Ranquist sued Bechtel and Dorland, the one for libel and the other for breach of contract. The case for breach of contract was disposed of and is not the subject of this appeal. Only the libel charge persisted, with damages claimed for malicious false statements, resulting, among other things, in the alleged breach. It is of interest to note here that there is nothing in the gargantuan record to indicate that, in the exchange of correspondence between Bechtel and Dorland, there was any convincing specific evidence that Ranquist thereby was injured.
We have examined the letters which Ran-quist claims were libelous and cannot agree with him that they were libelous.

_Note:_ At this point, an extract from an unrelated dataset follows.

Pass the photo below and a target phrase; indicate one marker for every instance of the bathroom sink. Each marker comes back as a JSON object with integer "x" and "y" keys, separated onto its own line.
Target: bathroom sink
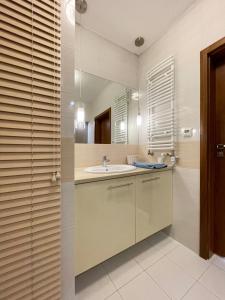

So holding, there is no necessity to discuss conditionally privileged communications, — and certainly there is no evidence in this record reflecting any malice or ill will that inflamed Bechtel to cause harm to Ranquist, who himself testified that Bechtel displayed no such malice toward him.
The plaintiff Ranquist employed his brother, an attorney in good standing, to front for him. When all the papers were in and the court arrived at his decision, filial affection apparently disintegrated, and Brother Harold Ranquist took himself out of this case by withdrawing from it. Brother Stanley Ranquist, litigant here, promptly employed another attorney in good standing, and just as promptly fired him about ten days later. Ranquist took over the case "pro se," and after a few skirmishes with the trial court, personally moved the area of combat to this court.
Suffice it to say that this gentleman, whose cause to him seems just, just was in error in saying in his brief that in seeking quick justice, he just didn't get it. This, after he had, over a four-year period, seems effectively to have prevented the justice which he seeks to justify, by indulging in a series of paper-strewn delaying maneuvers, involving amendments, demands for admissions, interrogatories, and dozens of others. In doing all this, it belies reason to conclude that his claimed denial of justice was engendered by others than himself. This record, — over 400 pages of it, — is somewhat of a travesty on the justice he claims.
Ranquist may or may not have had a complaint based on breach of contract. Apparently this matter was resolved, but at any rate it has not been urged on this appeal. His appeal on the sole point of libel seems somewhat fatuous, and we decide it is not well taken, without burdening lawyers with the necessity of reading the letters, subject of this action, or paying for their publication in the National Reporter System.
CROCKETT, C. J., and CALLISTER, TUCKETT and ELLETT, JJ., concur.